К Татьяне я, кажется, тоже попал разок, но только один, и то уже в совершенно разобранных чувствах. В прочих состояниях души я старательно обходил ее не то чтобы слишком далеко, но с уверенной твердостью. «Ты уж извини», – кинула она мне как-то одним уголком рта, когда мы случайно оказались рядом на диване. «Он простит», – ответил я дипломатично, заботясь лишь о том, чтобы сохранить воздушную прослойку между нашими бедрами. Она чуть довернула голову и покосилась на меня из-под иссиня-черной челки. Не знаю, чем она генерировала свое поле, но напряженность там была такая, что прошибало любую изоляцию, не то что пару тряпок да сантиметра полтора атмосферы.

Из чужих квартир я старался уходить еще затемно, на ощупь отыскивая носки и брюки, пробегал по стылым и скользким питерским улочкам, осторожно проскальзывал в дверь (Граф сделал мне второй ключ), приставными шагами продвигался по коридору, расставлял свое зыбкое лежбище – раскладушку с двумя вырвавшимися расчалками, и мигом нырял в постель, тут же забиваясь головой под подушку, только бы не видеть этот мир и не слышать как можно дольше…

А когда однажды открыл глаза – напротив сидел Смелянский.

Лежбище я ставил изголовьем к окну, а потому мог, лишь приподняв веки, впустить в поле зрения всю кухню: замызганную плиту с газовым стояком, увешанным паутиной, тумбу, покрытую выцветшей клеенкой, которую все равно было не разглядеть из-под наставленной посуды, узенький столик, привалившийся торцом к стене.

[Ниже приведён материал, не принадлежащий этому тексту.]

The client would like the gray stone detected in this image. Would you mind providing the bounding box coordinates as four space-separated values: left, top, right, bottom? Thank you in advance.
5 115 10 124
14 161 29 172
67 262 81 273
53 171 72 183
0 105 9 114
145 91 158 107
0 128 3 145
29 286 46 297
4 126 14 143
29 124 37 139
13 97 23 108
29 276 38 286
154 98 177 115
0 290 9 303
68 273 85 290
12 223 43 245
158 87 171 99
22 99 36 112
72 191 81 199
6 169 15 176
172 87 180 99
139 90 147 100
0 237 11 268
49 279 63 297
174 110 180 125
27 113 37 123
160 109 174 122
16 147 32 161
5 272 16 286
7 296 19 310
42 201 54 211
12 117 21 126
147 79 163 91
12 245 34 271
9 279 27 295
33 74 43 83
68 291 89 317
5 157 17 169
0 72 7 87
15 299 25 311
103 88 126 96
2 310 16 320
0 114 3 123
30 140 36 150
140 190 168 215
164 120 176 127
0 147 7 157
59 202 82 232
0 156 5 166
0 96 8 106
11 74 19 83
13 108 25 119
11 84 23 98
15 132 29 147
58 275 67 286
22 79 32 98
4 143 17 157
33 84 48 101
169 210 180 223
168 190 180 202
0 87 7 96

Мишка втиснул колени под столешницу и жадно пил чай: обхватил кружку ладонями и прихлебывал кипяток, согреваясь одновременно изнутри и снаружи.

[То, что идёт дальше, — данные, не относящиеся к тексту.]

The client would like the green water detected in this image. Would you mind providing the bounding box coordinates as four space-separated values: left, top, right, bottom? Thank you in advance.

– Привет! – сказал он, заметив, наконец, что я разглядываю его из-под одеяла.

Я выкарабкался из укрытия и подтянулся чуть выше, облокотившись на подушку.

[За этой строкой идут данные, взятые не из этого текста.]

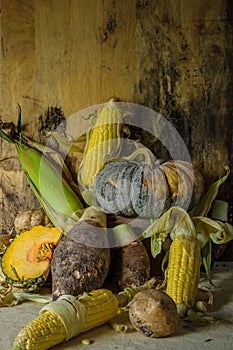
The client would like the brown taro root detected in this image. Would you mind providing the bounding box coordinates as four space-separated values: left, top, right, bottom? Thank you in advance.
129 289 178 338
109 224 150 289
51 207 110 300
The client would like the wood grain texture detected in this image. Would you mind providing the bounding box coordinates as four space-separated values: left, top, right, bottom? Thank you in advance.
0 0 232 234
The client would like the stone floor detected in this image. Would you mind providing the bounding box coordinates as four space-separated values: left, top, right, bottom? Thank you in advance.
1 261 233 350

– От Ленки тебе привет и… – он чуть запнулся, но все-таки продолжил так же уверенно: – …От матери тоже.

С похмельной головы я было решил, что это Людмила Константиновна неизвестно с какой радости вздумала раскланиваться со мной на изрядном, впрочем, расстоянии. Но Мишка, понимая мое состояние, объяснился немедля:

– Я заходил к ней как-то и звоню постоянно, так что ты не волнуйся. Она у тебя кремень. Очень серьезная женщина. Молча слушает, потом говорит: рада, что пока живой. И – вешает трубку… Один раз, правда, добавила: выгуляется – вернется. Примешь немножко? – Он покопался в сумке и выставил на стол бутылку «Экстры»: не самой лучшей водки даже по тем временам и не самой дешевой, но, в общем, вполне приемлемой.

– С утра? – прокаркал я пересохшей глоткой.

– Окстись, старик! Утро было уже давно, а сейчас далеко за полдень. Все физиологические процессы закончены. Время думать.

Я, медленно и плавно перетекая из одного состояния в другое, выкарабкался из-под одеяла, оделся, собрал лежбище, завернул за угол, потом прополоскал физиономию и сел к столу.